Is Oregon a warning — or just poor implementation? Oregon reversed its decriminalisation after four years. But the researchers who evaluated it point to the fentanyl crisis and insufficient treatment capacity as the real causes, not the reform itself. Switzerland, with its more gradual and holistic approach, succeeded over 20 years. Norway has strong institutions and a good healthcare system. Does this mean we would manage better? Or is it naive to think so?
What about children and young people? Canadian and German experience shows that youth use did not increase after cannabis legalisation. But the concern is real: children as young as 13 are already being recruited as couriers. Would regulation reduce recruitment by removing the criminal market — or would it normalise use and increase demand?
What about treatment? Portugal and Oregon show the same thing: reform without treatment capacity produces worse outcomes. Switzerland invested in all four pillars — prevention, treatment, harm reduction and enforcement — over decades. Norway's 2025 drug reform is a step towards help rather than punishment, but it does not touch the economic foundation that drives the violence.
The review above shows that we know more than the public debate typically suggests. The prohibition does not prevent access — use is rising. Criminal networks earn billions from the substances we ban. Some countries have found models that deliver better outcomes for certain substances. Alcohol, which is legal, does more documented harm than several of the illegal substances.
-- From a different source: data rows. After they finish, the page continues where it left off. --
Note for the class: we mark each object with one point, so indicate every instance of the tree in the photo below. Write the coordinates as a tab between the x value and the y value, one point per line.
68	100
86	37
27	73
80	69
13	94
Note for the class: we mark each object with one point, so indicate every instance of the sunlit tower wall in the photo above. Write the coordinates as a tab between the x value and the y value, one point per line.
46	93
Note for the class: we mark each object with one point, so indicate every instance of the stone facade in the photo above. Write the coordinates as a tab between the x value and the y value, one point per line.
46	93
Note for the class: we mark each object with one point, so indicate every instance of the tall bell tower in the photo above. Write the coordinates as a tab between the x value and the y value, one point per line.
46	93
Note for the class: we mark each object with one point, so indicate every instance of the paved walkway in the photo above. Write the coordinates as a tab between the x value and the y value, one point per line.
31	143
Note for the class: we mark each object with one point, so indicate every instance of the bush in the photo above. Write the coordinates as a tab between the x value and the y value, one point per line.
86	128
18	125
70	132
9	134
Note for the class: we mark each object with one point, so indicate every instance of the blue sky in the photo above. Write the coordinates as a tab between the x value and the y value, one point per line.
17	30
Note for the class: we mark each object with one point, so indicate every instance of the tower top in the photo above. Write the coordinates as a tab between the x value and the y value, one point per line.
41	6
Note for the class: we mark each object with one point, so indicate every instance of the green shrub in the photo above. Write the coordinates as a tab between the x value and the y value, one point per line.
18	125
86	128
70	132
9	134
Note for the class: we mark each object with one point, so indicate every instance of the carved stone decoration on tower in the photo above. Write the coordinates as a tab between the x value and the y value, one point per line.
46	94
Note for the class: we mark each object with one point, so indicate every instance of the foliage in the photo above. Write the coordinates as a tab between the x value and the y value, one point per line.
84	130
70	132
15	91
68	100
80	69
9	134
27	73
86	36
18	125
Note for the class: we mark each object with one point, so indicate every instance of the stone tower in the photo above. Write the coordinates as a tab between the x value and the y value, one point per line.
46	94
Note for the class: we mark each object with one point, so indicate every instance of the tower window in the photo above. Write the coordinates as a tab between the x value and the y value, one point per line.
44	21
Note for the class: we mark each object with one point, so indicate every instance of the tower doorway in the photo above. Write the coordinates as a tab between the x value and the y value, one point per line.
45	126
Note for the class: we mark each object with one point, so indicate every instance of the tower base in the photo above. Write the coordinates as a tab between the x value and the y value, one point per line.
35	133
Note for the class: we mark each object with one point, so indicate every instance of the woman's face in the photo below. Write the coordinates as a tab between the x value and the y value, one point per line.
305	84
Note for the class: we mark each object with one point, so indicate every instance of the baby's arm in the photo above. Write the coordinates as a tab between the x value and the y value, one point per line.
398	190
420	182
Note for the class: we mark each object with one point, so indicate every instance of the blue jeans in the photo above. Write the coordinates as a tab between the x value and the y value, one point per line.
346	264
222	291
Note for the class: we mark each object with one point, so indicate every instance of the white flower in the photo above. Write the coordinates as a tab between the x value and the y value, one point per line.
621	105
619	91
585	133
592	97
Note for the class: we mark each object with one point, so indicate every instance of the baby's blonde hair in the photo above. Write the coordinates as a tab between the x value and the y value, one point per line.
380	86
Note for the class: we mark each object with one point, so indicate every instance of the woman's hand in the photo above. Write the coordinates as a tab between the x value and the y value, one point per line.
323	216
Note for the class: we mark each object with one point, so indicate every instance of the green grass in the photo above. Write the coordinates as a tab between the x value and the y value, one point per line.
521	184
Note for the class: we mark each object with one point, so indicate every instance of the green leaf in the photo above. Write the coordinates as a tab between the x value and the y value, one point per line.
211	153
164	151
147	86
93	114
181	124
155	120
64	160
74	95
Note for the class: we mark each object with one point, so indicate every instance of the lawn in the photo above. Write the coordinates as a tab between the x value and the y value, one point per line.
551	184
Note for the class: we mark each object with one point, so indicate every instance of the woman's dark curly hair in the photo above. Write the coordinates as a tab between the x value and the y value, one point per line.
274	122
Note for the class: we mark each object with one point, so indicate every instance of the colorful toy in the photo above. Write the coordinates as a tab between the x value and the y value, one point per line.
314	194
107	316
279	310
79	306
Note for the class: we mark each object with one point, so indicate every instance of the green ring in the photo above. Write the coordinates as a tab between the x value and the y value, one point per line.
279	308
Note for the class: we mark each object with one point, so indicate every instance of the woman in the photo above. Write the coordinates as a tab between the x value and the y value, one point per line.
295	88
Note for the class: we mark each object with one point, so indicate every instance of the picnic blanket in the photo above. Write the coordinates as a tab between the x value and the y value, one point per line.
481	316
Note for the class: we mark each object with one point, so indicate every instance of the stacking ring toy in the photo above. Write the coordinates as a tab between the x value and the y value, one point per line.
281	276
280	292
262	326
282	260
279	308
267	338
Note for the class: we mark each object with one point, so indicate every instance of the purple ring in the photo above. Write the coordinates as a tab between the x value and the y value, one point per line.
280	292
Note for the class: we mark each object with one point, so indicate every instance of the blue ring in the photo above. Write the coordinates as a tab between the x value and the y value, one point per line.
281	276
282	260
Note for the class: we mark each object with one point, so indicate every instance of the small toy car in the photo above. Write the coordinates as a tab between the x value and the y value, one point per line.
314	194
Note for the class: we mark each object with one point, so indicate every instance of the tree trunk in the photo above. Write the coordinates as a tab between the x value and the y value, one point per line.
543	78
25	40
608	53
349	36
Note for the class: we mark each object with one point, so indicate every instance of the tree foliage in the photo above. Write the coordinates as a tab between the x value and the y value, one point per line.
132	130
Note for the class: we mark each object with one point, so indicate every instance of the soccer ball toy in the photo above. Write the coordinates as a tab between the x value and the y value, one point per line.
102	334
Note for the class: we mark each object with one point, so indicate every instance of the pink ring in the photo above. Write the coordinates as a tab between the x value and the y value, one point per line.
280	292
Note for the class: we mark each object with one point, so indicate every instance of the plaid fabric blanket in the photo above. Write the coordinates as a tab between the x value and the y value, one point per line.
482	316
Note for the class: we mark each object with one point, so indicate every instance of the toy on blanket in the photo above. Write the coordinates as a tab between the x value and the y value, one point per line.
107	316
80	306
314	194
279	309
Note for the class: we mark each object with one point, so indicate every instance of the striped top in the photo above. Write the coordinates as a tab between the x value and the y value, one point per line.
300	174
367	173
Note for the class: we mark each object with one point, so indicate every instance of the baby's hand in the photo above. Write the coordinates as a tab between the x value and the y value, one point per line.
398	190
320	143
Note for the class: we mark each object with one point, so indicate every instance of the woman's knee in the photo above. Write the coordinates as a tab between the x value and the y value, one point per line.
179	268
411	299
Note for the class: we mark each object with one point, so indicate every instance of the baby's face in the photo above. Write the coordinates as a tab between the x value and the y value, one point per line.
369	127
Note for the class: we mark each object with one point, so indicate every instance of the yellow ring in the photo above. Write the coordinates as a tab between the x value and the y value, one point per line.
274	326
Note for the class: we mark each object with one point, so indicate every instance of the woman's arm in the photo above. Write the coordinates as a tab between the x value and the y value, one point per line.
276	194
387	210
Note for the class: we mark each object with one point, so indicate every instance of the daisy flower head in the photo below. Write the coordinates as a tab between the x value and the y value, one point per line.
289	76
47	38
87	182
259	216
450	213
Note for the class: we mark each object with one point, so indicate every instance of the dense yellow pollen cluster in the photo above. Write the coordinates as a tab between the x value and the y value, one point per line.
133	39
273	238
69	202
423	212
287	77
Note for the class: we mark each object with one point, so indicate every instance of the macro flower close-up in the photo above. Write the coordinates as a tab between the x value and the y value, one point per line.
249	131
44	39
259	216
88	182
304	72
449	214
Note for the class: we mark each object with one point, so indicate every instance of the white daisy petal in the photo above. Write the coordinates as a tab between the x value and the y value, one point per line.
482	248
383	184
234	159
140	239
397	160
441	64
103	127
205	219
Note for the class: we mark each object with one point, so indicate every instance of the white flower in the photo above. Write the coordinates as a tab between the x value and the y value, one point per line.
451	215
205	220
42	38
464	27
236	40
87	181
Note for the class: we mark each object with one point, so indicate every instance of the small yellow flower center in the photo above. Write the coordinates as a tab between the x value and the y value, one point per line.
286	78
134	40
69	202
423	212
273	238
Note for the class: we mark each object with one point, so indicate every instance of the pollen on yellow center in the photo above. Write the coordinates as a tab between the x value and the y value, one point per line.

At the same time, we do not know enough to say with certainty what would happen if Norway legalised cannabis, regulated cocaine or introduced heroin-assisted treatment along Swiss lines. Each country has its context. Each substance has its risk profile. Legalisation entails increased treatment needs, potentially increased use and consequences for families that are difficult to foresee. Criminal networks do not disappear — they adapt. And the healthcare system that would take over is already short of staff. There is no reform without risk.
What is possible is to conduct the debate on the basis of what we actually know — about harm profiles, about what other countries have experienced, and about what current policy achieves and does not achieve. This article is intended as a contribution to that.
Amounts in foreign currency are converted to Norwegian kroner using approximate exchange rates as of May 2026 (1 EUR ≈ 11.5 NOK, 1 USD ≈ 10.5 NOK, 1 CAD ≈ 7.7 NOK, 1 SEK ≈ 1.05 NOK). Original amounts are given in parentheses.